Bug 60288

Summary: Quadratic complexity: org.apache.poi.POIXMLDocumentPart#findExistingRelation(POIXMLDocumentPart part)
Product: POI Reporter: Tim Helmstedt <tim.helmstedt>
Component: XSSFAssignee: POI Developers List <dev>
Status: RESOLVED FIXED    
Severity: enhancement    
Priority: P2    
Version: 3.14-FINAL   
Target Milestone: ---   
Hardware: PC   
OS: Linux   
Attachments: Test Case

Description Tim Helmstedt 2016-10-21 06:23:57 UTC
Created attachment 34395 [details]
Test Case

This was found through adding 2000 images to a sheet via org.apache.poi.xssf.usermodel.XSSFWorkbook#addPicture(byte[], int).  This isn't the only path to findExistingRelation so there's likely more ways to hit this issue. Attached is a test case which exercises this path.

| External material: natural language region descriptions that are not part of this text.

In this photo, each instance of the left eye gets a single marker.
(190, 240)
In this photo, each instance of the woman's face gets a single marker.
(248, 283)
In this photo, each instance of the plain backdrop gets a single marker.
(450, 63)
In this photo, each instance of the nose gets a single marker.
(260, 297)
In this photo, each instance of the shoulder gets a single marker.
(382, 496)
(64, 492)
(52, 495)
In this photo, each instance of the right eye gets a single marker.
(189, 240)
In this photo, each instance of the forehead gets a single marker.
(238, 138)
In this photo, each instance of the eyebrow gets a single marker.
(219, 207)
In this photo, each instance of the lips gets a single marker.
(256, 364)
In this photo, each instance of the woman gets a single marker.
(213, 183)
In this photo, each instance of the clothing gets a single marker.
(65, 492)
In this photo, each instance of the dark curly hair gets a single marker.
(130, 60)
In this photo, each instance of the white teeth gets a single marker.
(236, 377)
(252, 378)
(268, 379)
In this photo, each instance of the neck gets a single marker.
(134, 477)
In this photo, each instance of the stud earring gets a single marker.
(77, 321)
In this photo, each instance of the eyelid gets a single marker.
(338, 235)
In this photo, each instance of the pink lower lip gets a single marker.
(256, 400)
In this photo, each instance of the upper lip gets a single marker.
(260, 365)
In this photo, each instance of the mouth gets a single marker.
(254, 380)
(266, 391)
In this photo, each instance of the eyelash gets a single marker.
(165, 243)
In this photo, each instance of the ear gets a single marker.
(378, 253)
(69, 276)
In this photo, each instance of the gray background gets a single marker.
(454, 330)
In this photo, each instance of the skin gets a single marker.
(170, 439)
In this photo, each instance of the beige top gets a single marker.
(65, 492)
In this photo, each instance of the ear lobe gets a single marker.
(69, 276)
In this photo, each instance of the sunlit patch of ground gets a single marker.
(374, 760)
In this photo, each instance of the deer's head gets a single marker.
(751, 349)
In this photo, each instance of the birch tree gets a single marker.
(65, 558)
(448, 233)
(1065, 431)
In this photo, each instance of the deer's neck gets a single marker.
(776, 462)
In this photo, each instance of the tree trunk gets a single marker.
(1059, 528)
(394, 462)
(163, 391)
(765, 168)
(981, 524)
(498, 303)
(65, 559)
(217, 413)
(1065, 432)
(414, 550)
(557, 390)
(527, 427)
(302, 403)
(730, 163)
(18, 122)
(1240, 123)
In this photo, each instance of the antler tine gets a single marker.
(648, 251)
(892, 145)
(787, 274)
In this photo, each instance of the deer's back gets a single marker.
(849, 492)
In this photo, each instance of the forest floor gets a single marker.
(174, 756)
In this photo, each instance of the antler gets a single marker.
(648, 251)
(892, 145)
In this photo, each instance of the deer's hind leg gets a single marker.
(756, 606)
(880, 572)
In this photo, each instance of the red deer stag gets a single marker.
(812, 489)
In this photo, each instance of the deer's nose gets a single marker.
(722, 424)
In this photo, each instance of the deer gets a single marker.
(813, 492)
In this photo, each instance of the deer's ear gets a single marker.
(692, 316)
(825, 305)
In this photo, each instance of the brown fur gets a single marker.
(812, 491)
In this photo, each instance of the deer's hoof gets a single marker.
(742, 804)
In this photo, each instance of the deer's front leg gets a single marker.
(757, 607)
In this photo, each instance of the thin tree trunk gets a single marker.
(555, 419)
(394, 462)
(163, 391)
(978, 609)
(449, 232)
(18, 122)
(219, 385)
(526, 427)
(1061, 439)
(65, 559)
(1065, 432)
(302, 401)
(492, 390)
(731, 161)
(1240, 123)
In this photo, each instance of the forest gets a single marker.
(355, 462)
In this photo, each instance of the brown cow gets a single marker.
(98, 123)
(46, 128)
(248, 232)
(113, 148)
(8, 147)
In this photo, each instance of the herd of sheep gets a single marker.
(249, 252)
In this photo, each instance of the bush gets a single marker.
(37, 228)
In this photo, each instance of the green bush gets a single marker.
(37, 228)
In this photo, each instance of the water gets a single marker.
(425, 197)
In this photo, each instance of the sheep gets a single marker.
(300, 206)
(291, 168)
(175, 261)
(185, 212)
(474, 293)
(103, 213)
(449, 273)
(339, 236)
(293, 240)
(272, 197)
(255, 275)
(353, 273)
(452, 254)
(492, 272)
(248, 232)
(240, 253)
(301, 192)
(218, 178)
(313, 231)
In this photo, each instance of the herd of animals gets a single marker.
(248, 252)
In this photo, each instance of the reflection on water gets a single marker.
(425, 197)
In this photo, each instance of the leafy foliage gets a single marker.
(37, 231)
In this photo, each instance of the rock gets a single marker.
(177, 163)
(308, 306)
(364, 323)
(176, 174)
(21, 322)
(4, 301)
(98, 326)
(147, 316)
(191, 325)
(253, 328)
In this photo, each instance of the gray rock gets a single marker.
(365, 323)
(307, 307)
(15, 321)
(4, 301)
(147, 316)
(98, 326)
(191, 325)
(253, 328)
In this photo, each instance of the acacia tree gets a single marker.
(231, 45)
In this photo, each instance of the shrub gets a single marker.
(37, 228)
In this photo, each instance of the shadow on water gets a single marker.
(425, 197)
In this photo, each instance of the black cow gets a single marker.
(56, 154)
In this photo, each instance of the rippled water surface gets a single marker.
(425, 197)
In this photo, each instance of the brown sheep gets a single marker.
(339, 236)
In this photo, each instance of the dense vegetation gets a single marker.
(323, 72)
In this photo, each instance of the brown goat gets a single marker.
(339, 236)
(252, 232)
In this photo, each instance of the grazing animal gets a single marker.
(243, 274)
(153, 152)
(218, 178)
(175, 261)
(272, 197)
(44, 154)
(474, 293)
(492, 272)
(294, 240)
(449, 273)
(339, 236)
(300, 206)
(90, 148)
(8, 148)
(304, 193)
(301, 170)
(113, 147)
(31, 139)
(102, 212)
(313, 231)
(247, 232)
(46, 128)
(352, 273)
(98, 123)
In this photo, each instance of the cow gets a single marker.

The source of the quadratic slowdown comes from the defensive copy we do in org.apache.poi.openxml4j.opc.PackagePart#getRelationships. In findExistingRelation we iterate over this copy, and for each element we end up incurring another defensive copy via getRelatedPart->isRelationshipExists.

I can't see a clear reason why org.apache.poi.openxml4j.opc.PackagePart#isRelationshipExists should create a copy of _relationships, since we're not leaking them - just returning a boolean. Using the field directly solves my issue and won't have any functional impact as we're not filtering at this stage.
Comment 1 Tim Helmstedt 2016-10-21 06:32:25 UTC
Fixed in https://github.com/apache/poi/pull/38 not sure the usual way to get commit access.
Comment 2 Javen O'Neal 2016-10-21 07:35:46 UTC
Thanks for finding this performance inefficiency and submitting a patch. Applied in r1765935. These changes will be included in 3.16 beta 1.

Pull requests are fine.[1]

[1] https://poi.apache.org/guidelines.html#SubmittingPatches